Seniority apparently wasn’t a factor when MilES promoted 12 employees to the position of Income Maintenance Specialist-Advanced in April. Eight of the 12 were hired in 2011 and 2012, including the three and possibly four relatives of MilES managers.
Yet a letter from MilES human resources told those who were rejected that “we have selected another individual whose qualifications and experience better match our needs at this time.”
One employee with more than a decade of experience who went up for the promotion told the Shepherd that she couldn’t believe the “qualifications and experience” rationale in the rejection letter.
“I didn’t feel that was the case,” she said.

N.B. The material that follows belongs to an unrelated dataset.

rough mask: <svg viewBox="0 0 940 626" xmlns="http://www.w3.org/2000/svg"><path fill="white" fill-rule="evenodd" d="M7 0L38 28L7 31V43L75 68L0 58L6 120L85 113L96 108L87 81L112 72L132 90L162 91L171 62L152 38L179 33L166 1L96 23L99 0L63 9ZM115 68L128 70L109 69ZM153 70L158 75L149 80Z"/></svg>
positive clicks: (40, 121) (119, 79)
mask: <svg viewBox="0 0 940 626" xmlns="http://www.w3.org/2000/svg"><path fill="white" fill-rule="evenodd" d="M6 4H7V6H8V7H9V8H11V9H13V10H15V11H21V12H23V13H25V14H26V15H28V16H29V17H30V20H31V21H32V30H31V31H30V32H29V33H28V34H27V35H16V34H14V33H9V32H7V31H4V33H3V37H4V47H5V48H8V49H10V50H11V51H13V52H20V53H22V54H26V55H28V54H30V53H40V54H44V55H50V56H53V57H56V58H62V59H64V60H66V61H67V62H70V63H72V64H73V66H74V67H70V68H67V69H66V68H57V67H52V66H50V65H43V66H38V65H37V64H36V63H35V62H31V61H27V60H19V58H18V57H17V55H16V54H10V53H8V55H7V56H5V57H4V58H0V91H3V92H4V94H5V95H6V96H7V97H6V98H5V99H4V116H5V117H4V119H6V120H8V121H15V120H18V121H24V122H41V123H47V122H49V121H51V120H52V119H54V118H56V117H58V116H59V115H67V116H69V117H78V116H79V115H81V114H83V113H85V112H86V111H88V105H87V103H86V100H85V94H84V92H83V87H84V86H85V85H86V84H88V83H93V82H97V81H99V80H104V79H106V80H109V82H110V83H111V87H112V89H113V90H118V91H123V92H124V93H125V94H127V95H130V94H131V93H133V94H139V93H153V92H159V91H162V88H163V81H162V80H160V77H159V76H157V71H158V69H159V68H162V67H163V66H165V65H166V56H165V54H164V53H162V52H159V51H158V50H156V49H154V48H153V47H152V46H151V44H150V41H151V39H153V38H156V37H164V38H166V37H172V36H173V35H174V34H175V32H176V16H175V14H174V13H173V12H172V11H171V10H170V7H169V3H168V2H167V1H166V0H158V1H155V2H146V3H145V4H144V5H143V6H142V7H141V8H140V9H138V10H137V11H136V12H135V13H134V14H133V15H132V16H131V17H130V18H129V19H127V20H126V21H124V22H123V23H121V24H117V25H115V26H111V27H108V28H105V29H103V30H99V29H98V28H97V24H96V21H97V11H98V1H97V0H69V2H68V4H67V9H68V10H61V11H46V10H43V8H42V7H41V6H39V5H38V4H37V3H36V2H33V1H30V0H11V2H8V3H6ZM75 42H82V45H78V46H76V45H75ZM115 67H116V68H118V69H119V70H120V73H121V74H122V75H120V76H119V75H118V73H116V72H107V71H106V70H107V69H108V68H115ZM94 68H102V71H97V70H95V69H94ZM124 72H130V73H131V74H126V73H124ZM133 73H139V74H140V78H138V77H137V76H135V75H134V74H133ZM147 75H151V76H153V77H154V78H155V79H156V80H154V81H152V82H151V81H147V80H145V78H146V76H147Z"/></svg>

Other employees who spoke to the Shepherd have said they are afraid to question the new promotions and face retribution from managers.
But they said that the promotions have caused hurt, confusion and wild speculation within the office.
Perhaps that’s why MilES CEO/Director Kamin sent an office-wide email to employees on May 7, the day new staff came on board.
“Take a look at the poem below and think of it the next time someone attempts to spread a rumor or gossip,” Kamin wrote.
The poem Kamin sent to his employees is titled “Nobody’s Friend,” and begins, “My name is Gossip. I have no respect for justice.”
A Downturn in Morale
The discretionary bonuses for state employees were intended to reward exceptional employees, level out pay irregularities and retain workers who could get paid more in the private sector.
State employees haven’t had a raise since 2008 and they are now paying more toward their health care benefits and pensions as a result of Act 10. A small raise was given to them in the next budget, to begin in 2014, with another small raise scheduled for 2015.
That’s why the allegations about the lucrative promotions, as well as the internal publication of the names of the employees who received the $2,500 bonuses, have stung so hard, Eisner said.
“It’s caused such a downturn in morale,” Eisner said.
Smiley told the Shepherd that not every state employee is going to like the new, Act 10-enabled compensation policy.
“I think that as the administration rolls out the compensation plan and begins talking about what the future looks like in terms of state employees and providing additional compensation and wage adjustments, I think not everybody is going to be happy,” Smiley said. “But I think there are a lot of folks who are beginning to understand where the administration is going.”